Zero-maintenance here means us developers don’t have to worry about sharding, replication, clustering, reserving read/write capacity, etc. We simply create a database and all the scaling and distribution is done behind the scenes. Now, I’m going to walk you through how my company, Cooksto, uses FaunaDB + Google’s S2 to build a location-based marketplace for homemade food.

Example Scenario

Imagine we have 25 meals that are being sold on the marketplace and a customer that only wants to browse food in walking distance (1000 meters or less). Now at this scale a simple distance calculation between the customer’s location and all of the meals isn’t much of a problem, however, we’re going to build with scale in mind for the sake of this walkthrough.

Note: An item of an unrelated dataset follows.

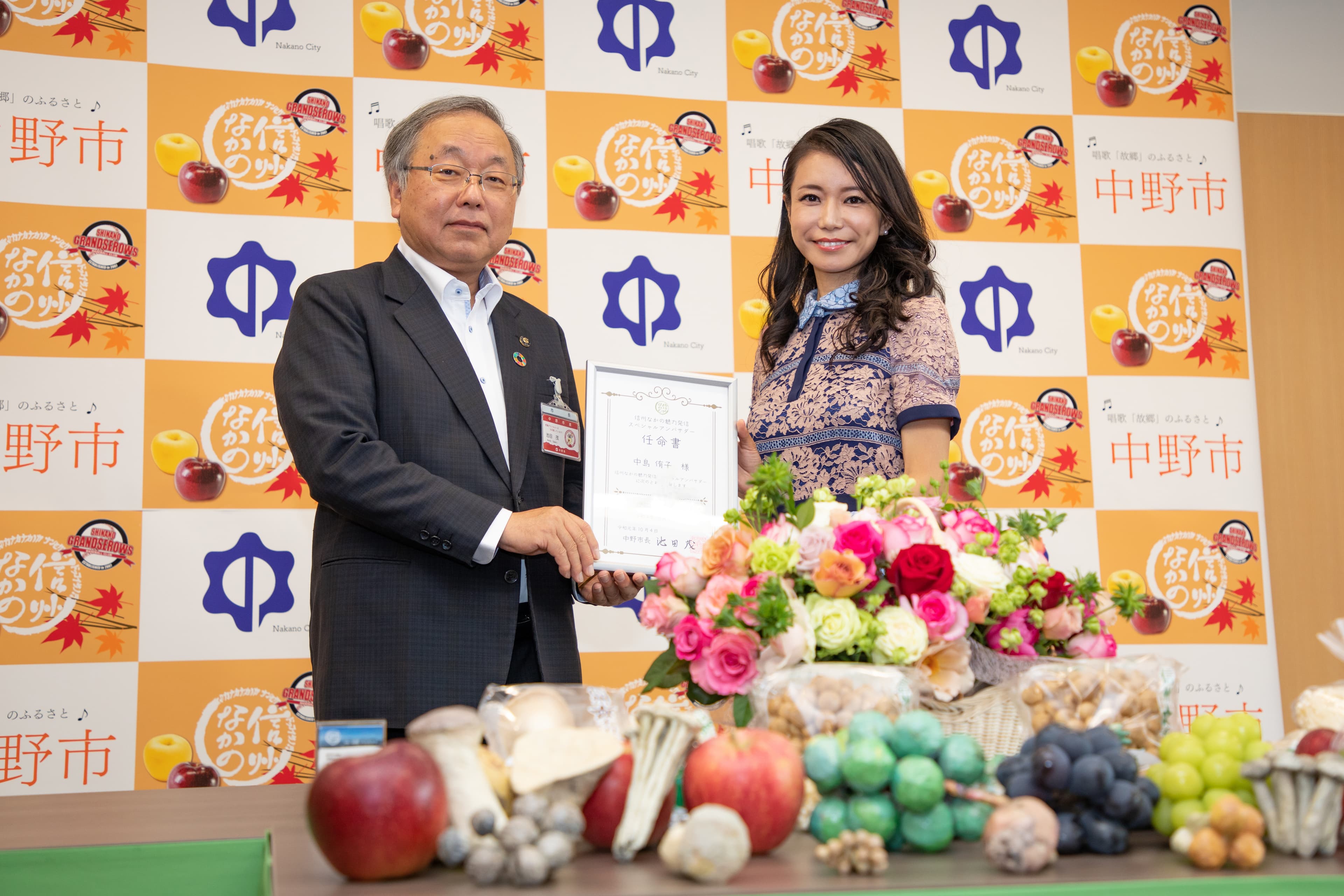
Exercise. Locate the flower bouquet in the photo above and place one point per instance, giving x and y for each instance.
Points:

Alt TextOur meals are represented with blue pins and white circles, while our user/customer is represented by the centered red pin and capital “U”. The gray circle illustrates the search radius (1000 meters). Our objective is to return only and all of the meals within the search radius.

Solution Part 1: Geohashes

When retrieving database entries based on a specific property, it’s often a good idea to utilize indexes (e.g. user by email). Indexing area/location however is significantly more complex than indexing an email or username field, as this sort of data often has a multi-dimensional representation (e.g. latitude & longitude, polygons, etc.). Encoding these multi-dimensional representations into singular strings or “hashes” is precisely the task geohashing was invented for.

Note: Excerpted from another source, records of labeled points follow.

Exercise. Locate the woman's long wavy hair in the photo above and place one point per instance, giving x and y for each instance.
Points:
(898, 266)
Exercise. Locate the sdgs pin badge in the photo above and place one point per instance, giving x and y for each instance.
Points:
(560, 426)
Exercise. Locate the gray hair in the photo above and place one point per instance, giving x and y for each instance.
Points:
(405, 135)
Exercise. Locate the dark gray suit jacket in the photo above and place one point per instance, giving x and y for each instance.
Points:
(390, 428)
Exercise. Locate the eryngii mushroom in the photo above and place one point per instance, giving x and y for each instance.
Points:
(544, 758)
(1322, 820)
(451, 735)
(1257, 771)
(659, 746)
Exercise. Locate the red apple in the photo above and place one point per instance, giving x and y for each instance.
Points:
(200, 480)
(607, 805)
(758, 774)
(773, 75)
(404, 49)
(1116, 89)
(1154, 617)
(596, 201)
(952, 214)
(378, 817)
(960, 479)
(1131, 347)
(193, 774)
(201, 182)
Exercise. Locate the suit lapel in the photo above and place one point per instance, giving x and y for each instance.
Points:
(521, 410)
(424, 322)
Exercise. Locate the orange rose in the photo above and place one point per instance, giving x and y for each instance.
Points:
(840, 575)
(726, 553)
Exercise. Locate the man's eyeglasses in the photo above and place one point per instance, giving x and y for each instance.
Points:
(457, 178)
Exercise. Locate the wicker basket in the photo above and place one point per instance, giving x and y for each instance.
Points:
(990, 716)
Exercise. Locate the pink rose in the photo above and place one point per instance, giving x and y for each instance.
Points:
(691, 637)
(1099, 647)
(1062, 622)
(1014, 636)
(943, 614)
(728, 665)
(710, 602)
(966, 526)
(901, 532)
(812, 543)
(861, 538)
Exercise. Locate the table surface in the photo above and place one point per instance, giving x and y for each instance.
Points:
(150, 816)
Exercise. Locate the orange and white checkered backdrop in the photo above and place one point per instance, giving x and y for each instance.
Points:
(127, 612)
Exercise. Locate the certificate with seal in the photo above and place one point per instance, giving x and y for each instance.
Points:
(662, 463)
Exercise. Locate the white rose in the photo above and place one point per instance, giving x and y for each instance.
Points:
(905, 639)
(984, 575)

Throughout this article I’ve used the term “geohash” sparingly for many geospatial indexing solutions (S2, H3, etc.) as it accurately describes the function of such solutions. However the exact meaning of “geohash” belongs to the very first solution of its kind, a library/system invented by Gustao Niemeyer in 2008. Since then though, Google has published a more accurate take (with respect to Earth’s sphere-like structure) on geohashes, called S2. I won’t go into too much detail about S2 here, so if you’re interested in reading more about S2 please refer to the official documentation. Below are a couple of images that summarize how S2 “works”.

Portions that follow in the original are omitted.